And 3.5, after feature extraction of CH attention layers, adding all output vectors of the sequence and using a ReLU activation function as a relation semantic feature. The calculation mode is consistent with the step 2.5.
Step 3.6, in order to integrate the semantic features learned in different aspects, at last, the RH different attention units are processed and mapped into a final relational semantic feature vector r p . The calculation mode is consistent with the step 2.6
And 4, constructing a mapping matrix by utilizing semantic feature vectors of the entities and the relations, and constructing a triplet scoring function, namely an energy equation, based on the translation thought. The method specifically comprises the following steps:
step 4.1, for a triplet (h, r, t), setting a projection matrix M for the head entity and the tail entity, respectively rh and Mrt For projecting an entity from an entity space to a relationship space. The projection matrix is constructed by semantic feature vectors of the entities and the relations obtained in the step 2 and the step 3, and the calculation mode is that
Figure GDA0004134145070000093
Figure GDA0004134145070000094
wherein Bk×d Is a parameter matrix to be learned.
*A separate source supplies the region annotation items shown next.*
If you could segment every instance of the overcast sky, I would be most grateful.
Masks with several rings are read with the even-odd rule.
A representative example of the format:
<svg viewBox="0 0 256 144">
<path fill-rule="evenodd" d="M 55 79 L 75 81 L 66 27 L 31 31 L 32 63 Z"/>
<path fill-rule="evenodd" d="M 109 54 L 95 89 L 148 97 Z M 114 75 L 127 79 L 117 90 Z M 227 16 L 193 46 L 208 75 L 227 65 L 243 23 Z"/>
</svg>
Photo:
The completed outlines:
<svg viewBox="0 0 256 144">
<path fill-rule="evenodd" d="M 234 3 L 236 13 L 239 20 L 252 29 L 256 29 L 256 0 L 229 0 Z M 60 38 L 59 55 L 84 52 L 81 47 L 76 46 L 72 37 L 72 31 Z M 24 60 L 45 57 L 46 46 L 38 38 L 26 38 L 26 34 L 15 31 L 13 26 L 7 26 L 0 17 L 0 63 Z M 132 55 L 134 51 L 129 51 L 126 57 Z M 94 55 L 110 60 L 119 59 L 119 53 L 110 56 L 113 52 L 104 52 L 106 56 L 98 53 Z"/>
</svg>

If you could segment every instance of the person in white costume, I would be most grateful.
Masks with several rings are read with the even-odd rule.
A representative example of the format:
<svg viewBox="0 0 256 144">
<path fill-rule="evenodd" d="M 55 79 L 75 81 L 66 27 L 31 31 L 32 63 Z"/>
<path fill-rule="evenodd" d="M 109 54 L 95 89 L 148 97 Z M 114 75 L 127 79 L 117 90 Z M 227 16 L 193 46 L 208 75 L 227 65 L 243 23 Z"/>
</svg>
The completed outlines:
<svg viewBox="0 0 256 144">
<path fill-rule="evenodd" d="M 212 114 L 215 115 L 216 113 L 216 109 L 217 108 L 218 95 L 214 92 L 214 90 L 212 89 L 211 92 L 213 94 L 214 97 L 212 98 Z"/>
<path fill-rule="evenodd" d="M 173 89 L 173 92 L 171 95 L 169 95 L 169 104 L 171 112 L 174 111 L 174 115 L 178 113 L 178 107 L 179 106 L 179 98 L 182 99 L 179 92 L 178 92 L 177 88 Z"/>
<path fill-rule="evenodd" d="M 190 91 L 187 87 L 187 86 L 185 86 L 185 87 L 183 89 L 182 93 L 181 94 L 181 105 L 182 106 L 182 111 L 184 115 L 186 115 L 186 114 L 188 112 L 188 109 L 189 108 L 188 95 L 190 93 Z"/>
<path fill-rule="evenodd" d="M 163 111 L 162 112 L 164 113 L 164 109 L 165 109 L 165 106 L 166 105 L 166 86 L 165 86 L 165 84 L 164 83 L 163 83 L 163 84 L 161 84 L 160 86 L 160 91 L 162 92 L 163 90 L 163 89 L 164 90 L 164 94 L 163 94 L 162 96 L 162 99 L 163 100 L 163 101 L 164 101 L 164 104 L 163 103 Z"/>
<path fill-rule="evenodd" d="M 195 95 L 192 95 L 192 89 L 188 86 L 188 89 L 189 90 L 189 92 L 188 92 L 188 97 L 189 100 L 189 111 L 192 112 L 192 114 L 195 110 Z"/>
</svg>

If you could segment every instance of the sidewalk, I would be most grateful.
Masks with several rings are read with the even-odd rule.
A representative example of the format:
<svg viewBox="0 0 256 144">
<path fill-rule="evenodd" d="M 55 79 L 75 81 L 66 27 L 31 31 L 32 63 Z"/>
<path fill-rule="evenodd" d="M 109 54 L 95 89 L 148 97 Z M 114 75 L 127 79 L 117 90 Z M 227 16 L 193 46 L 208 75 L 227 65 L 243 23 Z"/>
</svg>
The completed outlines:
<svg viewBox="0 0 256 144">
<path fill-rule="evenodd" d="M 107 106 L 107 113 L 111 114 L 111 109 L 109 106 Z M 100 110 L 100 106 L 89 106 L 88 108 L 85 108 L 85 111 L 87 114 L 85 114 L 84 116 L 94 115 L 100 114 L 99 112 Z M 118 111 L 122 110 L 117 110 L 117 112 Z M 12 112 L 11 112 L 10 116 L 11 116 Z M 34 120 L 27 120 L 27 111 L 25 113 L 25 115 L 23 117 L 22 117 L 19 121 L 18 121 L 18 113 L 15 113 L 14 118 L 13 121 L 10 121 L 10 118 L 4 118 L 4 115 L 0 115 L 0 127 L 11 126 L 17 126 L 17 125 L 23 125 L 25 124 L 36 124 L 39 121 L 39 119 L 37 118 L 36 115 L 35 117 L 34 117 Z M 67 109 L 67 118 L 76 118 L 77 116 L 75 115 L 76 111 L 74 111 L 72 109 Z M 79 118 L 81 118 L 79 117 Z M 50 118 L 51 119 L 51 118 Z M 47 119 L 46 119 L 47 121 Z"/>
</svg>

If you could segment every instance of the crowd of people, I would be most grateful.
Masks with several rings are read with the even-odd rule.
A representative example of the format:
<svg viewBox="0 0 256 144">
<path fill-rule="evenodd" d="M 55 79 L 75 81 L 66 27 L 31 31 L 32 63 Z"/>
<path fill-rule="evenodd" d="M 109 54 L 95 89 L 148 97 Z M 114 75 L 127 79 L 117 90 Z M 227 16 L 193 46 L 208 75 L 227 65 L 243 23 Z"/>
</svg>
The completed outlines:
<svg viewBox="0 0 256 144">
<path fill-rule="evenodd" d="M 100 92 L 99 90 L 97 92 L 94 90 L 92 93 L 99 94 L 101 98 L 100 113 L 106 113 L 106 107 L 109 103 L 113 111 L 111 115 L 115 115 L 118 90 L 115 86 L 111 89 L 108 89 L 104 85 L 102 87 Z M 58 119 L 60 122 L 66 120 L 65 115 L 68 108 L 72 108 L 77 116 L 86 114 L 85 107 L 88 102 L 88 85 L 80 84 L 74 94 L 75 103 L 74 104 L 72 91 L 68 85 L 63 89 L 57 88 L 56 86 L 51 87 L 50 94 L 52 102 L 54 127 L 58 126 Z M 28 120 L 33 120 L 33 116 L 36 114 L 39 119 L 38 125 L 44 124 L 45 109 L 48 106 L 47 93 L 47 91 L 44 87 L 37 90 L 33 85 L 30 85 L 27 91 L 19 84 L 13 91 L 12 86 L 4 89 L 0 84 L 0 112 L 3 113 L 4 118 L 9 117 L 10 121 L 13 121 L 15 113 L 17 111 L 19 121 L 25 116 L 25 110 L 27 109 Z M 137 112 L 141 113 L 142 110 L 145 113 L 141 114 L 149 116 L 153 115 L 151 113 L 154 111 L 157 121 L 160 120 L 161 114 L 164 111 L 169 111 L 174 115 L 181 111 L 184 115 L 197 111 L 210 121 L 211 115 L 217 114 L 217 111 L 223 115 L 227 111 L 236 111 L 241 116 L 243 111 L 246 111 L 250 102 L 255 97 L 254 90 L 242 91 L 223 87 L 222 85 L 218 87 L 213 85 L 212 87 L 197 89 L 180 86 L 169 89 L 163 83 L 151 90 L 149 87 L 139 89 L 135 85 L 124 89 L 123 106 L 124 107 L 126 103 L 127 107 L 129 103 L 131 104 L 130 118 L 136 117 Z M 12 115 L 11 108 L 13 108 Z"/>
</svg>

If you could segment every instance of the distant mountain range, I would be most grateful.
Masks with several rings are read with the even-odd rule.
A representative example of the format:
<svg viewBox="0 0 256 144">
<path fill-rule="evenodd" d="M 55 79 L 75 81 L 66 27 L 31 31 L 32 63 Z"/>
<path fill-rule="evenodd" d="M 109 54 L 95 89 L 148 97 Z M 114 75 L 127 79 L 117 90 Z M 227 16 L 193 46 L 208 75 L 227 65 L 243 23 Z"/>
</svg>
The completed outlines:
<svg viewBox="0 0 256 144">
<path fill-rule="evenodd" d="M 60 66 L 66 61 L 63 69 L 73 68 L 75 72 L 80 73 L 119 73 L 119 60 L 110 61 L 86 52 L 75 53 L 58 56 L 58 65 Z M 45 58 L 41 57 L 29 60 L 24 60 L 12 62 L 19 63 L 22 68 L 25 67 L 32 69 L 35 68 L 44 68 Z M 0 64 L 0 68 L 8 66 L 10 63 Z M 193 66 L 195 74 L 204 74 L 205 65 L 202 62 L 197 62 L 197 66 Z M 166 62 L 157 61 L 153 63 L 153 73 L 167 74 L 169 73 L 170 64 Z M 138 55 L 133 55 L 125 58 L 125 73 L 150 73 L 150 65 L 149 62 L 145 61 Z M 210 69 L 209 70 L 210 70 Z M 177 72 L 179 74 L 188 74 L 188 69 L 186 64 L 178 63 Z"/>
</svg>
Step 4.2, multiplying the head and tail entities and respective projection matrixes to calculate projections of the entities in a relation space, namely: h is a =M rh h、t =M rt t。
Step 4.3, constructing a triplet scoring function (i.e. an energy equation) as follows the idea of a translation model in a relation space, regarding the relation as a translation operation from a head entity to a tail entity
Figure GDA0004134145070000095
And 5, constructing a loss function based on the interval according to the triplet scoring function, taking the knowledge-graph triplet as a training set, training a model by adopting a gradient descent optimization algorithm, and finally obtaining vector representation of the entity and the relation. The method comprises the following detailed steps:
and 5.1, defining an interval-based hinge loss function by taking all original triples T in the knowledge graph as a training set so as to train a model. The goal is to have the triplet scoring function get a lower score (energy) for positive case triples and a higher score for negative case triples. The loss function is
Figure GDA0004134145070000101
wherein ,T′(h,r,t) = { (h ', r, t) |h' ∈e, h '+.h }) u { (h, r, t')|t '∈e, t' +.t } is a negative example set constructed on the basis of triples (h, r, t). The interval value gamma > 0 is a super parameter and can be selected from {1,2,3,4 }.
Step 5.2, for any entity, forcing its vector L2 norm to be 1, i.e
Figure GDA0004134145070000102
Therefore, the entity embedding vector is regularized into a unit sphere, and invalid convergence of the objective function can be prevented by artificially increasing the entity embedding specification. />
In the training process, the fact triples (training sets) of the knowledge graph are randomly traversed a plurality of times, and when each fact triplet is accessed, a negative example triplet is constructed for the fact triplet. The negative example entity is not selected in the entity set, but a K-neighbor method is adopted, the similarity between the entity to be replaced and other entities is calculated by utilizing a cosine similarity algorithm, the entities are ordered from high to low, and top-K entities are taken as negative example candidate sets of the entity to be replaced.
Step 5.4 optimization of the objective function Using a small batch gradient descent (Mini-batch Gradient Descent)
Figure GDA0004134145070000103
The learning rate μ is selected from {0.1,0.01,0.001}, and the batch size value B is selected from {200, 500, 1400, 4800 }. After a small batch, gradients are calculated and model parameters are updated.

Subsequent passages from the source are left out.